Introduction to MSI

NatCap TEEMs Skill Session

Matt Braaksma

University of Minnesota

March 24, 2025

What is MSI?

Minnesota Supercomputing Institute

  • Heterogeneous high-performance Linux cluster
  • CPU Compute Nodes
    • 244 nodes have 512 GB of memory
    • 100 have 2TB of memory
  • GPU Compute Nodes
    • 50 nodes have 4 A100 GPUs connected via NVLink and 512 GB of memory
    • 8 nodes have 8 A100s and 1 TB of memory
  • More details at MSI website

What is HPC?

A conceptual depiction of a modern node with four eight-core processors that share a common memory pool. A node typically also handles local storage, network connectivity, and power. It is increasingly common for nodes to include special accelerator hardware like GPUs or TPUs.
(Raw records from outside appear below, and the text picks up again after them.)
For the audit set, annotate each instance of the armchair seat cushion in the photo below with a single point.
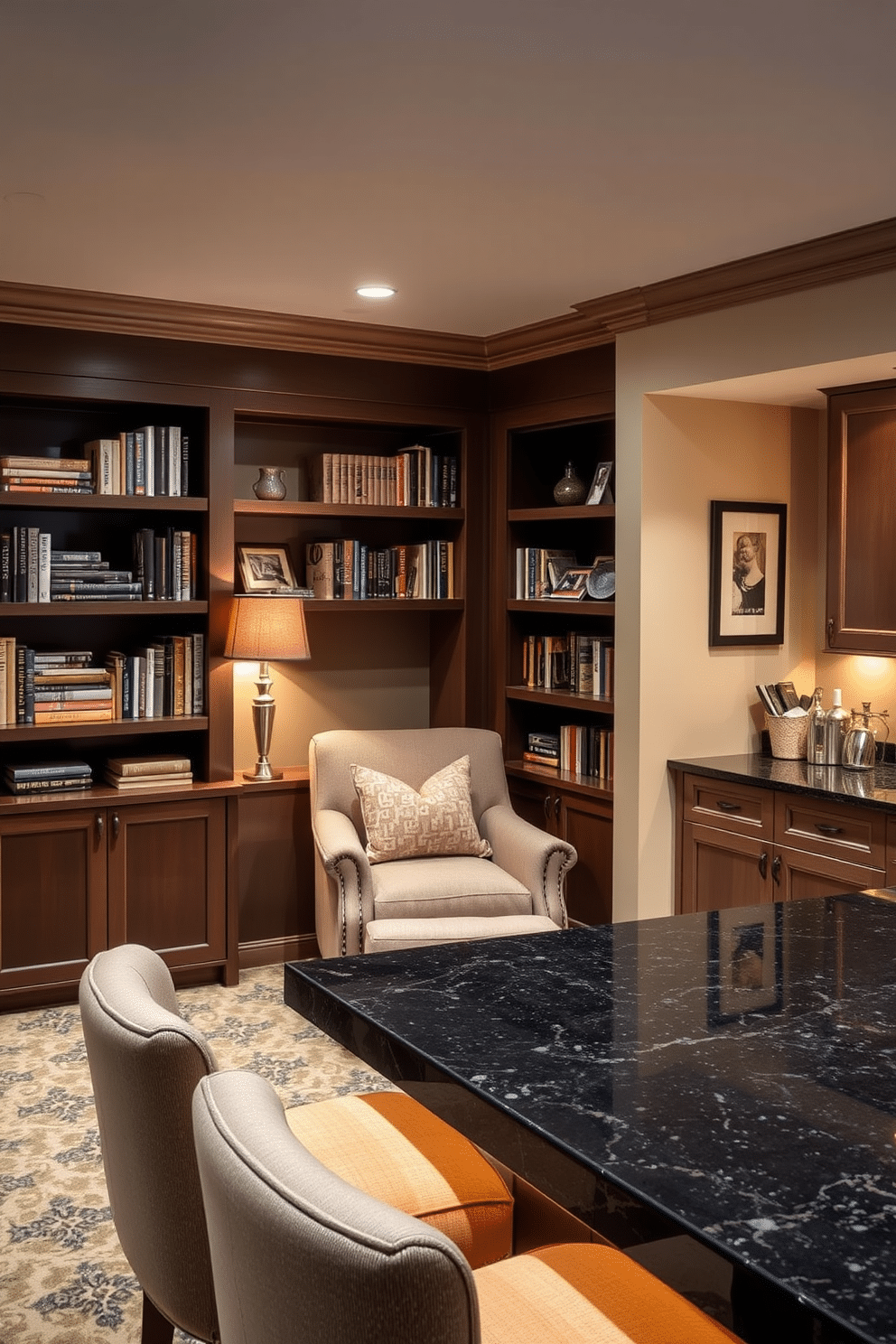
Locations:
(395, 934)
(434, 889)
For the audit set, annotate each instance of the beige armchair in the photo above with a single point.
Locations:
(300, 1257)
(408, 902)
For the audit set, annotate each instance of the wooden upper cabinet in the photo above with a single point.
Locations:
(862, 520)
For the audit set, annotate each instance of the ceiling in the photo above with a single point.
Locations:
(495, 162)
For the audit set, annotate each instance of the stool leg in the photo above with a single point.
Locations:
(154, 1328)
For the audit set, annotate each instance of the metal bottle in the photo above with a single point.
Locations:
(816, 730)
(835, 724)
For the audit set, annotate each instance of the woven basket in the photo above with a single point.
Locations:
(788, 737)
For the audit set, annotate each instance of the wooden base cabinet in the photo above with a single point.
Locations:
(77, 881)
(586, 823)
(742, 845)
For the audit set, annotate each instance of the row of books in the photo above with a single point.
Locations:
(576, 661)
(154, 460)
(347, 569)
(33, 572)
(579, 749)
(129, 774)
(545, 573)
(164, 679)
(46, 475)
(416, 477)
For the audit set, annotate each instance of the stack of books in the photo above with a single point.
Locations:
(154, 460)
(47, 777)
(65, 688)
(85, 577)
(46, 475)
(133, 774)
(543, 749)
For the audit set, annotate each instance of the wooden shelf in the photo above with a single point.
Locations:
(101, 608)
(582, 784)
(583, 608)
(563, 699)
(367, 606)
(112, 729)
(309, 509)
(107, 503)
(556, 514)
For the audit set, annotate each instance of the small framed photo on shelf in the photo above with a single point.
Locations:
(747, 551)
(265, 569)
(600, 490)
(744, 963)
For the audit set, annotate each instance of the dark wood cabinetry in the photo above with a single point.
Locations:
(862, 520)
(741, 845)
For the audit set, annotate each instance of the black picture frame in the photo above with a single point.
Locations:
(747, 566)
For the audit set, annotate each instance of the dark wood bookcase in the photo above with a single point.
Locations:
(531, 448)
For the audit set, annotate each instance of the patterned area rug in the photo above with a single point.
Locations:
(63, 1277)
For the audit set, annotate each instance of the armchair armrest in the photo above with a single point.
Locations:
(348, 871)
(540, 862)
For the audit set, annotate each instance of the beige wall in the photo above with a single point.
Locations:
(676, 696)
(364, 672)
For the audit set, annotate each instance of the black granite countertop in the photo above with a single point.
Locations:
(733, 1071)
(874, 788)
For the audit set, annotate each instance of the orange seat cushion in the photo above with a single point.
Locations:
(394, 1149)
(586, 1294)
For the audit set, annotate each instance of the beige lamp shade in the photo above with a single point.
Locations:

This node has a GPU.1

HPC vs. Regular Computing

Feature HPC Regular Computing
Processing Power Many CPUs & GPUs across nodes One or few CPUs with multiple cores
Parallelism Massively parallel (distributed computing) Limited parallelism (multi-threading within a CPU)
Scalability High (thousands of nodes) Low (single machine or few nodes)
Job Scheduling Slurm, PBS, or LSF for batch scheduling OS task scheduler (e.g., Windows Task Manager, cron)

Background

Command Line Basics

  • Common Linux commands:
    • ls - List files
    • cd - Change directory
    • pwd - print working directory
    • mkdir - Create a directory
    • mv - move files
    • rm - Remove files
  • The Linux command line for beginners

Getting Set Up

Getting Set Up

Connect to MSI

  1. Use Command Line

  2. Use VS Code

    • Much easier for editing code
    • Requires the Remote - SSH extension
      • Ctrl/Cmd+Shift+P
      • “Remote-SSH: Connect to Host…”

Getting Set Up

Connect to MSI

NOTE:

  • Connecting to MSI requires
    1. UMN account and invite to group
    • Let me know if you did not receive an email
    1. Access to UMN network via

Getting Set Up

VS Code

Open the Command Palette (Ctrl/Cmd+Shift+P)

Add new host

Getting Set Up

VS Code

Use ssh to connect to MSI

  • ssh username@mangi.msi.umn.edu
  • Enter your password and complete 2FA

Getting Set Up

VS Code

Now use VS Code to view your directory

Getting Set Up

VS Code

Now use VS Code to view your directory

  • For code, you can git clone directly into MSI

Getting Set Up

Transfer Data to MSI

Windows

Mac

In the future…

Walkthrough

Submitting a job

  1. Set up conda environment
  2. Git clone: https://github.com/SumilThakr/luep
  3. Transfer data
  4. Update python code
  5. Create job script (.sh)
  6. Submit sbatch

Walkthrough

Set up conda environment

Go to bash:

module load conda
conda create -n teems01 python=3 # create new venv
conda activate teems01 # or activate if already created
conda install -c conda-forge pyproj xarray rasterio pygeoprocessing scipy netCDF4 
# install any necessary modules

Walkthrough

Git clone

Git clone to MSI (Ctrl/Cmd+Shift+P)

git clone https://github.com/SumilThakr/luep.git

Walkthrough

Transfer data

  • Use FileZilla or WinSCP to transfer data
  • From Google Drive:
    • Should be able to use rclone to transfer data directly
    • ‘…/NatCapTEEMs/Files/base_data/submissions/air_quality’
    • Otherwise, copy to local machine first, then transfer
  • To your MSI dir:
    • ‘~/Files/natcap_teems/skill_session_msi/’

Walkthrough

Update python code

  • Open run_deposition_calculation.py
  • Change inputdir
  • Comment out some lines
    • Optional: add timer

Walkthrough

Update python

# run_deposition_calculation.py
from dep_scripts import dep_1_lai_reclass
from dep_scripts import dep_2_lai_month_avg
from dep_scripts import dep_3_velocity
from dep_scripts import dep_4_multiply
import time

# inputdir = "/Users/sumilthakrar/UMN/Projects/landd2/pkg" # sumil local
# inputdir = "G:/Shared drives/NatCapTEEMs/Files/base_data/submissions/air_quality" # teems drive
inputdir = "~/Files/natcap_teems/skill_session_msi/air_quality"

def main():
    start_time = time.time()

    print("Reclassifying leaf area index")
    dep_1_lai_reclass.run(inputdir)
    print("Completed.\n")

    duration = time.time() - start_time
    print(f"Duration: {duration:.4f} seconds")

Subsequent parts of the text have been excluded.